2. 5 to 10 large ETL processes per project

3. 10 to 15 Parallel nightly processes that need to finish 2 to 4 hours


Molecule or Private cloud


I haven't explored the option of private cloud due to our time constraints as we have started with a molecule when we got going. So this note will only answer the molecule question.


Likely setup we will go with


1. 4 nodes (Linux)

2. Forked mode with 1G of RAM per process

3. 32 G of RAM per machine (2 for OS + 1G for main node + 29 work units/processes with 1G each available per node)




1. A flow control can break work based on "processes"

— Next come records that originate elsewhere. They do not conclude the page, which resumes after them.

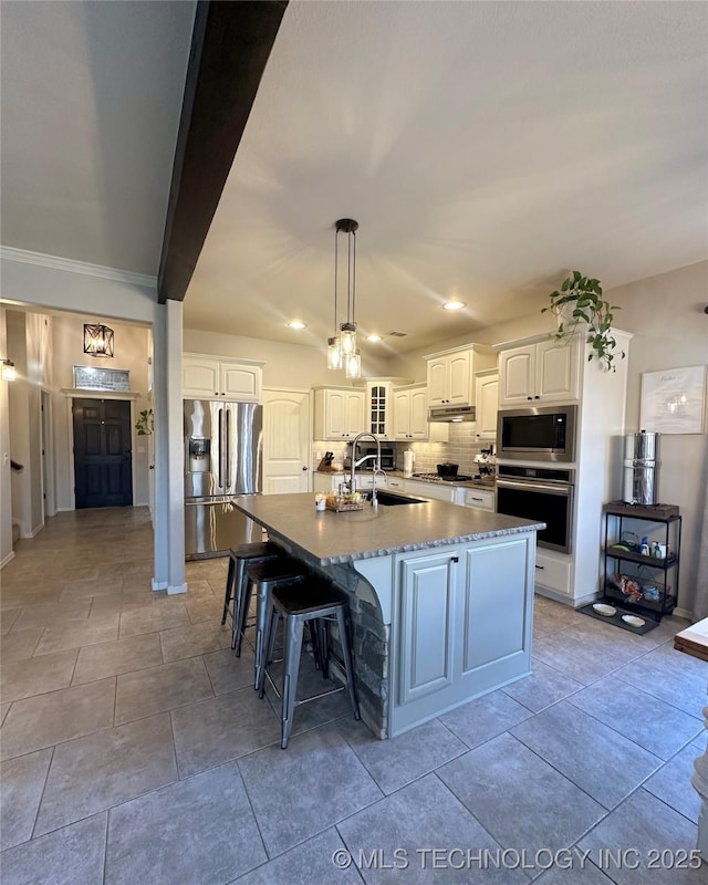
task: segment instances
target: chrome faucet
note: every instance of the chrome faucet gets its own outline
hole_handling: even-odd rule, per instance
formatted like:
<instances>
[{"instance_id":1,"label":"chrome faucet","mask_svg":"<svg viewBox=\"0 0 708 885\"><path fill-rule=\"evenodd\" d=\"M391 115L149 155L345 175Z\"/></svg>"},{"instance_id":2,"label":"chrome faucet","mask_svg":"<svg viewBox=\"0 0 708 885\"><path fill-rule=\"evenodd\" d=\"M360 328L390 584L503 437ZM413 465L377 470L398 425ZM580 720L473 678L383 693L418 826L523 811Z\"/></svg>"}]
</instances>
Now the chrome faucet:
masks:
<instances>
[{"instance_id":1,"label":"chrome faucet","mask_svg":"<svg viewBox=\"0 0 708 885\"><path fill-rule=\"evenodd\" d=\"M354 457L356 455L356 445L357 445L358 440L363 436L369 436L374 440L374 442L376 444L376 455L364 455L363 458L360 458L358 461L355 461ZM368 461L372 458L374 459L374 486L375 486L376 485L376 473L381 472L381 469L382 469L381 468L381 442L378 441L378 437L376 437L374 434L369 434L368 430L364 430L363 433L357 434L354 437L353 441L352 441L352 468L351 468L352 472L350 475L350 492L352 494L354 494L354 492L356 491L356 468L361 467L364 464L364 461ZM376 489L375 488L372 490L372 494L373 494L373 500L375 500L376 499Z\"/></svg>"}]
</instances>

2. Say break work by 10 ways.

3. In this configuration main process will be spawned off from one of nodes with 1G of RAM

4. Now the 10 work units will look for hosts. 4 will go to 4 nodes with their own 1G process. The other 6 will become additional JVM processes on those same 4 nodes. So 2 JVM processes per node and one node will carry 4 JVM processes

5. A flow control can also break work based on "threads" in addition. They will run in each of the broken down JVM as more work units

6. Keeping the forked memory to small "1G" is useful because a process developer can choose to take more processes or less processes based on the memory needs. (it may even be good to have 512MB as a developer can always choose more processes to get more memory). However the main process may need more memory to consolidate.

7. we also chose forked mode because we don't want one process to adversely impact another process and bring down the load


Real time vs ETL


1. Here we chose to separate real time load from ETL load as we don't want one to impact the other

2. For the real time we happened to chose atoms as the load carriers. We may have chosen molecules for that as well. Not sure where we will end up in the next iteration on whether to stick with atoms or molecules for real time load


Significant find


1. Having forked execution gives 2 benefits

2. Developers can scale up and scale down memory using flow control and processes

3. Secondly the process isolation gives more confidence to managers that one team is not blaming another


We are very early


I am still very early in fully bearing the results out


I just want to share out what I came to know, right or wrong.


Test the configurations for yourself, and hope this helps a bit in your search.


Unknowns for us that need more research


1. is a private cloud better?

2. Even for real time are we better of molecule or private clouds?

3. How much throughput are we able to carry through this current setup?